Anti-Dilution Provisions. The Special Committee (or, if the Special Committee is no longer in existence, the Board of Directors of the Company or any authorized committee thereof) may adjust the Purchase Price, the number of shares of Preferred Stock issuable and the number of outstanding Rights to prevent dilution that may occur as a result of certain events, including among others, a stock dividend, a stock split or a reclassification of the Preferred Stock or Common Stock. No adjustments to the Purchase Price of less than 1% will be made.

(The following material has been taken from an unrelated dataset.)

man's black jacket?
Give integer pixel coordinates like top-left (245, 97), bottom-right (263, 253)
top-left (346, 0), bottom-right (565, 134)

Amendments. Before such time as the Rights cease to be redeemable, the Special Committee (or, if the Special Committee is no longer in existence, the Board of Directors of the Company or any authorized committee thereof) may amend or supplement the Rights Agreement without the consent of the holders of the Rights, except that no amendment may decrease the Redemption Price below $0.001 per Right. At any time thereafter, the Special Committee (or, if the Special Committee is no longer in existence, the Board of Directors of the Company or any authorized committee thereof) may amend or supplement the Rights Agreement only to cure an ambiguity, to alter time period provisions, to correct inconsistent provisions or to make any additional changes to the Rights Agreement, but only to the extent that such changes do not impair or adversely affect any holder of Rights and do not result in the Rights again becoming redeemable. The limitations on the ability of the Special Committee (or, if the Special Committee is no longer in existence, the Board of Directors of the Company or any authorized committee thereof) to amend the Rights Agreement does not affect the power or ability of the Special Committee (or, if the Special Committee is no longer in existence, the Board of Directors of the Company or any authorized committee thereof) to take any other action that is consistent with its fiduciary duties, including without limitation accelerating or extending the Expiration Date, making any amendment to the Rights Agreement that is permitted by the Rights Agreement or adopting a new rights plan with such terms as the Special Committee (or, if applicable, the Board of Directors of the Company or any authorized committee thereof) determines in its sole discretion to be appropriate.


 

Item 3.03 Material Modifications to Rights of Security Holders.

The information set forth under Item 1.01 of this Current Report on Form 8-K is incorporated into this Item 3.03 by reference.

 

Item 5.03 Amendments to Articles of Incorporation or Bylaws; Change in Fiscal Year.

On January 12, 2011, the Company filed a Statement of Designation of Series A Junior Participating Preferred Stock of EXCO Resources, Inc. with the Secretary of State of the State of Texas, setting forth the designations, preferences, limitations and relative rights of the Series A Junior Participating Preferred Stock. Such Statement of Designations has been filed as Exhibit 3.1 to this Current Report on Form 8–K and is incorporated herein by reference.

 

Item 8.01 Other Events.

On January 13, 2011, the Special Committee issued a press release. A copy of the press release is attached hereto as Exhibit 99.1 and incorporated herein by reference into this Item 8.01.

 

Item 9.01 Financial Statements and Exhibits.

 

  (d) Exhibits.

 

Exhibit

No.

  

Description of Exhibit

  3.1    Statement of Designation of Series A Junior Participating Preferred Stock of EXCO Resources, Inc.
  4.1    Rights Agreement, dated as of January 12, 2011, by and between EXCO Resources, Inc. and Continental Stock Transfer & Trust Company, as Rights Agent.
99.1    Press Release, dated January 13, 2011.


SIGNATURE

Pursuant to the requirements of the Securities Exchange Act of 1934, the registrant has duly caused this report to be signed on its behalf by the undersigned hereunto duly authorized.

 

EXCO Resources, Inc.
By:  

/S/    WILLIAM L. BOEING        

Name:  

William L. Boeing

Title:  

Vice President, General Counsel and

Secretary

Date: January 13, 2011


EXHIBIT INDEX

 

Exhibit

No.

  

Description of Exhibit

  3.1    Statement of Designation of Series A Junior Participating Preferred Stock of EXCO Resources, Inc.
  4.1    Rights Agreement, dated as of January 12, 2011, by and between EXCO Resources, Inc. and Continental Stock Transfer & Trust Company, as Rights Agent.
99.1    Press Release, dated January 13, 2011.